Anak-anak yang pemukimannya jauh dari sekolah, terpaksa harus berangkat lebih subuh dibanding anak-anak yang tinggal di Desa Balai Pinang. Karena orangtuanya bekerja, sehingga tak dapat mengantarkan ke sekolah dengan sepeda motor.
"Ada juga yang harus menyeberangi sungai, itu dari Kampung Sungai Kapol, dua kali mereka menyeberangi sungai. Saya buatkan sampan yang bisa memuat 12 orang. Dan mereka tidak pernah terlambat," tegas Saidi.
Siswa yang pemukimannya cukup jauh dari sekolah, diperkirakannya sekitar 30 siswa. Sementara yang dari Sungai Kapol sekitar 8 siswa.
Walau, menurut ceritanya saat ini sudah ada jalan yang dibangun perusahaan, namun jika ditempuh dengan kendaraan masih cukup jauh.
"Jauh juga kalau pakai kendaraan, selain itu kalau musim hujan mereka ndak mampu pakai sepeda motor, mereka jalan kaki ke sekolah," jelasnya.
Saidi tak menampik, jika ada sebagian anak didiknya masih tak mengenakan seragam sekolah, atau bahkan terlihat mengenakan sandal. Hal ini menurutnya disebabkan keterbatasan ekonomi dari keluarga siswa tersebut.
"Mereka ini bahkan ndak punya rumah yang layak. Kemarin pernah kami foto, ada sekitar 30 rumah, jadi rumahnya ini bisa disebut gubuk," paparnya.

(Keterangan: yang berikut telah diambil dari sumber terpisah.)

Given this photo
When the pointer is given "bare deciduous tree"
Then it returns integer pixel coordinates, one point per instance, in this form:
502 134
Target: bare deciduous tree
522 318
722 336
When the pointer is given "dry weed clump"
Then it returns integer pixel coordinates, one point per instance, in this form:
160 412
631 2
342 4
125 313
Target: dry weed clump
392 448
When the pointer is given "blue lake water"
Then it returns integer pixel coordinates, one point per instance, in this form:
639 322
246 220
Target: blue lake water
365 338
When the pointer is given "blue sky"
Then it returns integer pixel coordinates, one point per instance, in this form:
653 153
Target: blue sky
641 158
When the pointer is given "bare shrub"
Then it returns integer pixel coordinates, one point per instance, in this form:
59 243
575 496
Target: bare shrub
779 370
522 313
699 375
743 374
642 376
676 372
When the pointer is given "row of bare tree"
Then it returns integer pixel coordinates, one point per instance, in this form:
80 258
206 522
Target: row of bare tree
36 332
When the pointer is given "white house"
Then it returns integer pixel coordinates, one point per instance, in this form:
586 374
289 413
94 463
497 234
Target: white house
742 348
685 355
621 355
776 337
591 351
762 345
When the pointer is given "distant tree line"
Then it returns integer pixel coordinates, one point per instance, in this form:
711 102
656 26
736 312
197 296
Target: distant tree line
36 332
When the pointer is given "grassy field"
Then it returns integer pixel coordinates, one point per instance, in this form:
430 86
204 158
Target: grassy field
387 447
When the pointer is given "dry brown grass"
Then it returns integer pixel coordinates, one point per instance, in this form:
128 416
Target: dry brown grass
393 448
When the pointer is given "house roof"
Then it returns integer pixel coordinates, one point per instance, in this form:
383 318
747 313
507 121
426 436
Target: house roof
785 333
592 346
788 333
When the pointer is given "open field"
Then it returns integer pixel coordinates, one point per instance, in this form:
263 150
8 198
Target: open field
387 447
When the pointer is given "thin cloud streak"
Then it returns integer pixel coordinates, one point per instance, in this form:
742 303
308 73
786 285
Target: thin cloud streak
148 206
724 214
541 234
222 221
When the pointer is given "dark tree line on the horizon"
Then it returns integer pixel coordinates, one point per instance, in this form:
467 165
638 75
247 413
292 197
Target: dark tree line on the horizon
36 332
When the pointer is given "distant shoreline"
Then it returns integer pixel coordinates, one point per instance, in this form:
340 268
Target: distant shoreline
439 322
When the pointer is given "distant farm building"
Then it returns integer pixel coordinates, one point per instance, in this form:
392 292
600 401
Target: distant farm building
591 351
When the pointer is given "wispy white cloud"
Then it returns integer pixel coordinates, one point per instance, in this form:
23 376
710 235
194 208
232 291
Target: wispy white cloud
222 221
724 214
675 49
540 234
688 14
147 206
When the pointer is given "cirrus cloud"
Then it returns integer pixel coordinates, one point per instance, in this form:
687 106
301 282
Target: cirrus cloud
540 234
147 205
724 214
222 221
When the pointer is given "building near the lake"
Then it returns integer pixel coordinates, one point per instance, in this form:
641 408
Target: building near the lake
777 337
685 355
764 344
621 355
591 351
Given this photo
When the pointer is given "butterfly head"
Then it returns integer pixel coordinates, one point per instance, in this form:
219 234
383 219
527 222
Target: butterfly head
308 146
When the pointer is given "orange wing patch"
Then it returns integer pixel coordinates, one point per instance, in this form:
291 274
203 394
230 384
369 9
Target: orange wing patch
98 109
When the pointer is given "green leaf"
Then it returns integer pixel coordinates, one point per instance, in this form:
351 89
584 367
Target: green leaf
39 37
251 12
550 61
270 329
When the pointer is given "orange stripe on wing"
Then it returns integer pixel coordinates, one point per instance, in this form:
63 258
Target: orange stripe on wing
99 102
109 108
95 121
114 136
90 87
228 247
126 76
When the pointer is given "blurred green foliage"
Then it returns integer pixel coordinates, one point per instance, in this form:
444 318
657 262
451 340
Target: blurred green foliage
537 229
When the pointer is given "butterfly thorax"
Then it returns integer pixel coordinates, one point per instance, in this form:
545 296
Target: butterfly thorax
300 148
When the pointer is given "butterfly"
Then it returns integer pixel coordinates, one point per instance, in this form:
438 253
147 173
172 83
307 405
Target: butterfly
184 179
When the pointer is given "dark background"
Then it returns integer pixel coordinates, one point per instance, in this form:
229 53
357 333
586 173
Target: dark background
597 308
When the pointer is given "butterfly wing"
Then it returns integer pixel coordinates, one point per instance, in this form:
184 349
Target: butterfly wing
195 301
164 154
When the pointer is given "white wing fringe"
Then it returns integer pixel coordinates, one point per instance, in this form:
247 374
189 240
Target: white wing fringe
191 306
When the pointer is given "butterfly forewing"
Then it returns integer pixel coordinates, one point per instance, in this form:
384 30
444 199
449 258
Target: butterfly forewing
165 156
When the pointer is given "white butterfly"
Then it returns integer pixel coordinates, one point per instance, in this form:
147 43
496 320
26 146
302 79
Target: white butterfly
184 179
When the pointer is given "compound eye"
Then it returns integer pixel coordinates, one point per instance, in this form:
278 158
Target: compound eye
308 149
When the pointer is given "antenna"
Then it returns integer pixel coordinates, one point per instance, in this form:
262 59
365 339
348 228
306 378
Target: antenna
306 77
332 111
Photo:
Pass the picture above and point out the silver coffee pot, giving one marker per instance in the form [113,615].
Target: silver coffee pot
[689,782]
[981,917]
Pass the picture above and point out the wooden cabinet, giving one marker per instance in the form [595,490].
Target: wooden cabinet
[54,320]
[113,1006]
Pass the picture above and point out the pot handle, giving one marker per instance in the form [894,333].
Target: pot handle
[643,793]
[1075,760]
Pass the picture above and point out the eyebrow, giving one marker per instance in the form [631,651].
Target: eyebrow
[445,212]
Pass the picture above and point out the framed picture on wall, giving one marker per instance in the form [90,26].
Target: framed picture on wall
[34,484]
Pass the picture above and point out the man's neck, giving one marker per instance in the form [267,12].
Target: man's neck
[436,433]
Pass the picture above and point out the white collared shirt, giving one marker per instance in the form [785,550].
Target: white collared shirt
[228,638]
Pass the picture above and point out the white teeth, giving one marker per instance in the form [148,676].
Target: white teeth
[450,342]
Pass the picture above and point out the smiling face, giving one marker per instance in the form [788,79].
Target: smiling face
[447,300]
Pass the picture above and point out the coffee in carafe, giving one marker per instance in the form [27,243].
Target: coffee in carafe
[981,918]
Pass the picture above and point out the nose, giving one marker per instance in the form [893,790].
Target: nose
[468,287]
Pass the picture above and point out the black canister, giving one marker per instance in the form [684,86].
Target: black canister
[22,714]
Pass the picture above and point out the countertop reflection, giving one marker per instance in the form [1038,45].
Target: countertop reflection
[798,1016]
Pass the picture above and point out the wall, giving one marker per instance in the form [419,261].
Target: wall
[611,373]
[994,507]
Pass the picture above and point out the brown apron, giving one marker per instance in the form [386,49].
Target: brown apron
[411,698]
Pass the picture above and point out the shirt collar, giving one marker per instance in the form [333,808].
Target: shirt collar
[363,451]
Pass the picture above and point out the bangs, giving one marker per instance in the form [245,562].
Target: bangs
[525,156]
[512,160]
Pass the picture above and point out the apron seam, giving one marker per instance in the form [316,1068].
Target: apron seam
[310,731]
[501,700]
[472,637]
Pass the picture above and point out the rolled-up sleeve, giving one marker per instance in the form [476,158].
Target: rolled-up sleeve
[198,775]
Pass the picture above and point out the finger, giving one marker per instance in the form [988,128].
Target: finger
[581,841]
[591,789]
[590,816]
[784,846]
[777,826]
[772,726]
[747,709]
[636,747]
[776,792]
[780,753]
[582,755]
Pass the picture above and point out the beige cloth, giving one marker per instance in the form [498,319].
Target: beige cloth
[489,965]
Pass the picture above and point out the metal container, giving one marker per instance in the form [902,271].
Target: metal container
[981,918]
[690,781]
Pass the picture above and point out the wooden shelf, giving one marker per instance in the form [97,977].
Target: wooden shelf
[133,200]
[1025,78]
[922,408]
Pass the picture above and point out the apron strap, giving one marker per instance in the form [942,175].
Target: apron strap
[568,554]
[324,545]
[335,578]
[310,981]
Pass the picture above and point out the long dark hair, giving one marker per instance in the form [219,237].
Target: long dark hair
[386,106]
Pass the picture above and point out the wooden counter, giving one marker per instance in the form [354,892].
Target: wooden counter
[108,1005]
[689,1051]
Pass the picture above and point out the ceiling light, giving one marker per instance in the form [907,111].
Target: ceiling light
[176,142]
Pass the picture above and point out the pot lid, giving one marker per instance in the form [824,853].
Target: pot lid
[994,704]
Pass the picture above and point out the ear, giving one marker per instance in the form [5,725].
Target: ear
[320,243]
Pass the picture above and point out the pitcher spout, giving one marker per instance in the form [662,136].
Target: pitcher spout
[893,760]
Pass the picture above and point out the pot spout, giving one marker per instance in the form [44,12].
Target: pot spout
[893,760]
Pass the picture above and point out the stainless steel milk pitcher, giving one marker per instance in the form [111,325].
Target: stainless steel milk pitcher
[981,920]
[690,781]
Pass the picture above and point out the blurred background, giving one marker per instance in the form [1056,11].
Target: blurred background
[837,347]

Selain itu, menurutnya anak-anak ini kebanyakan memang anak dari warga pendatang, yang orangtuanya bekerja di perusahaan. Sehingga masih ada yang belum memiliki rumah.
"Jadi kalau mereka ke sekolah sini, walau nggak menggunakan sepatu, yang penting mereka bisa bersekolah atau mengenyam pendidikan, itu saja kami sudah bersyukur," tutur Saidi.
Untuk mengatasi hal ini, Saidi mengatakan pihak sekolah secara perlahan mulai mengenalkan kepada siswa untuk gemar dan giat menabung agar dapat membeli sepatu hingga seragam sekolah.
"Walau kami pernah mendapatkan bantuan PNPM sebesar Rp 850 ribu selama tiga bulan. Uang ini sengaja kami tidak bagikan seluruhnya, kami mengecek mana anak-anak yang mereka ndak punya sepatu dan seragam, dari uang ini juga dapat kami berikan," terangnya.
Pria kelahiran Balai Berkuak tahun 1969 ini menambahkan, di sekolah tersebut bukan berarti tak mengedepankan kedisiplinan. Namun, kondisi sosial di sekitar sekolah harus menjadi pertimbangan pihaknya untuk menerapkan kedisiplinan tersebut.
"Yang penting anak-anak mau sekolah, karena sangat sulit. Bahkan saya pernah sampaikan hadits Alquran, sama paman saya yang ndak mau menyekolahkan anaknya," kisahnya.
Saat itu Saidi mengatakan, sudah saatnya anak pamannya bersekolah. Namun pamannya menyahut dengan mengatakan, untuk apa sekolah, sudah banyak yang jadi camat atau polisi.
"Akhirnya saya sampaikan hadits, kalau meninggal nanti paman akan kena tuntut anak. Karena tak pernah memberikan kesempatan mengenyam pendidikan, karena pendidikan di dalam Islam itu wajib. Mendengar itu, alhamdulillah paman saya mau menyekolahkan anaknya," sambungnya.